Design and execute system-level measurement frameworks for foundational model improvements spanning offline evaluation benchmarks, online A/B experiments, and longitudinal impact tracking across surfaces.
Define, and own the success metrics that quantify foundational model value.
Build causal inference methodologies to isolate the incremental impact of individual model components within a complex, multi-model production system where changes co-occur and interact.
Work cross-functionally to build relationships, proactively communicate key findings, and collaborate closely with ML Engineers, Applied Scientists, Homefeed and Surface teams to ensure measurement rigor is embedded in every model launch.
Relentlessly focus on impact, whether through sharpening investment decisions with data, raising the bar for launch criteria, accelerating experimentation velocity, or surfacing hidden inefficiencies in the model ecosystem.
Requirements
5+ years of experience analyzing data in a fast-paced, data-driven environment with proven ability to apply scientific methods to solve real-world problems on web-scale data.

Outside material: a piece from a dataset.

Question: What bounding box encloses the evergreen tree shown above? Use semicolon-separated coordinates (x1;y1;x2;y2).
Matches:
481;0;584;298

Strong interest and hands-on experience in one or more of: ML system evaluation, recommender system measurement, A/B experimentation at scale, causal inference
Deep familiarity with large-scale recommendation or ranking systems and their evaluation including an understanding of how representation learning, retrieval, ranking, and re-ranking stages interact and compound in production.
Experience designing and executing A/B experiments for complex ML systems, including multi-surface holdouts, metric decomposition, long-run effect estimation, and interference/spillover mitigation.
Strong quantitative programming (Python) and data manipulation skills (SQL/Spark); experience with ML pipelines, feature stores, and large-scale experimentation platforms.
Ability to work independently, drive ambiguous projects end-to-end, and operate with high ownership in a fast-moving research-to-production environment.
Excellent written and verbal communication skills, with the ability to translate complex system-level findings into clear narratives for technical and non-technical partners including leadership-level investment recommendations.
A team player eager to partner across teams to turn measurement insights into better models and faster launches.